SZ SportMittwoch, 22. Juli 20262 Min. Lesezeit

Der marokkanische König Mohammed VI. hat nach dem Sieg der Nationalmannschaft bei der WM 2022 persönlich gratuliert und damit die enge Verbindung zwischen Monarchie und Fußball unterstrichen. Die Verknüpfung von Staat und Sport ist in Marokko tief verwurzelt, wobei der König in offiziellen Reden und symbolischen Aktionen immer wieder präsent ist. In der Vergangenheit hat die Monarchie den Fußball als Instrument zur Stabilisierung der Gesellschaft genutzt, insbesondere nach der Unabhängigkeit von Frankreich und Spanien. Derzeit ist Marokko als einer der drei Gastgeber der WM 2030 in der internationalen Fußballszene stark präsent. Der Präsident des marokkanischen Fußballverbandes, Fouzi Lekjaa, hat zudem eine führende Rolle im afrikanischen Fußball und wird als Schlüsselfigur für die Entwicklung des Sports in der Region angesehen.

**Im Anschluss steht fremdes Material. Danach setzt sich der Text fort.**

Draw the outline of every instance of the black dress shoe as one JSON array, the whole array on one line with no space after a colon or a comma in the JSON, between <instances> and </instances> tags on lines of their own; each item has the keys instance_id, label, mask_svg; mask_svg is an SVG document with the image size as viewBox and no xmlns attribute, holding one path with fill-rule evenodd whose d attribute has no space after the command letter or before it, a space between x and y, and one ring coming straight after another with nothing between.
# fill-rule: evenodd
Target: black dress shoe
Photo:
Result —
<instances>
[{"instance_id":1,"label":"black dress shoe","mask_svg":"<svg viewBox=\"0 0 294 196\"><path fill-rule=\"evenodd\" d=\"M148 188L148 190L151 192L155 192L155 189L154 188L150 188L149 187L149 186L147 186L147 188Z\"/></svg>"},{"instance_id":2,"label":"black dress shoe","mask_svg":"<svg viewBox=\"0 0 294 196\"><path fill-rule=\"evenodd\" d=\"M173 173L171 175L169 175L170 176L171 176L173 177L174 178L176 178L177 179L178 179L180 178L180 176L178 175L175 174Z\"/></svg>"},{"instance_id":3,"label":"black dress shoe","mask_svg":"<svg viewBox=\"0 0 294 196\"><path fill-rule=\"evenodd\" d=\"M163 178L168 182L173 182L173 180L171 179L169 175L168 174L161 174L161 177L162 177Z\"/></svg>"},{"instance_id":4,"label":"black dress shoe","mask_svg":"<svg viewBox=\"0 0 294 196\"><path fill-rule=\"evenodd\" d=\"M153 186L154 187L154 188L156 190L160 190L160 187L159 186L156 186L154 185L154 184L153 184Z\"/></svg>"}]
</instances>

Die Verbindung zwischen Politik und Fußball in Marokko geht weit zurück. Schon in der Kolonialzeit gab es Versuche, den Zugang zum Sport für Muslime zu ermöglichen, und nach der Unabhängigkeit 1956 wurde der Fußball von der Monarchie stark gefördert. Der damalige König Hassan II. gründete Vereine und beeinflusste die sportliche Entwicklung direkt. Heute ist die Verbindung zwischen Staat und Sport weiterhin stark, was in der Bevölkerung jedoch unterschiedlich wahrgenommen wird. Während einige die Investitionen in Infrastruktur und Nachwuchsarbeit begrüßen, kritisieren andere die soziale Ungleichheit, die in einigen Regionen hoch ist.

Fouzi Lekjaa, der auch im Finanzministerium tätig ist, hat eine zentrale Rolle bei der Vorbereitung der WM 2030. Er ist Mitglied des Fifa-Rates und stieg 2025 zum Vizepräsidenten des afrikanischen Verbands Caf auf. Kritiker werfen ihm vor, den afrikanischen Fußball zu dominieren, was in einigen Ländern Unruhe auslöst. Zudem wird Marokko als strategisch wichtiger Partner für die Fifa angesehen, insbesondere in der Entwicklung des Fußballs in Afrika. Die WM 2030 könnte somit auch ein Zeichen für die wachsende Bedeutung des Landes im internationalen Fußball sein.

Die Rolle des Königs bei der WM 2022, als er eigenhändig durch die Hauptstadt fuhr, zeigte, wie stark die Verbindung zwischen Monarchie und Sport in Marokko ist. Auch bei der Vorbereitung der WM 2030 wird die Monarchie eine wichtige Rolle spielen. Obwohl die politische Einflussnahme auf den Sport in vielen Ländern umstritten ist, bleibt in Marokko die Verknüpfung zwischen Staat und Fußball ein fester Bestandteil der nationalen Identität.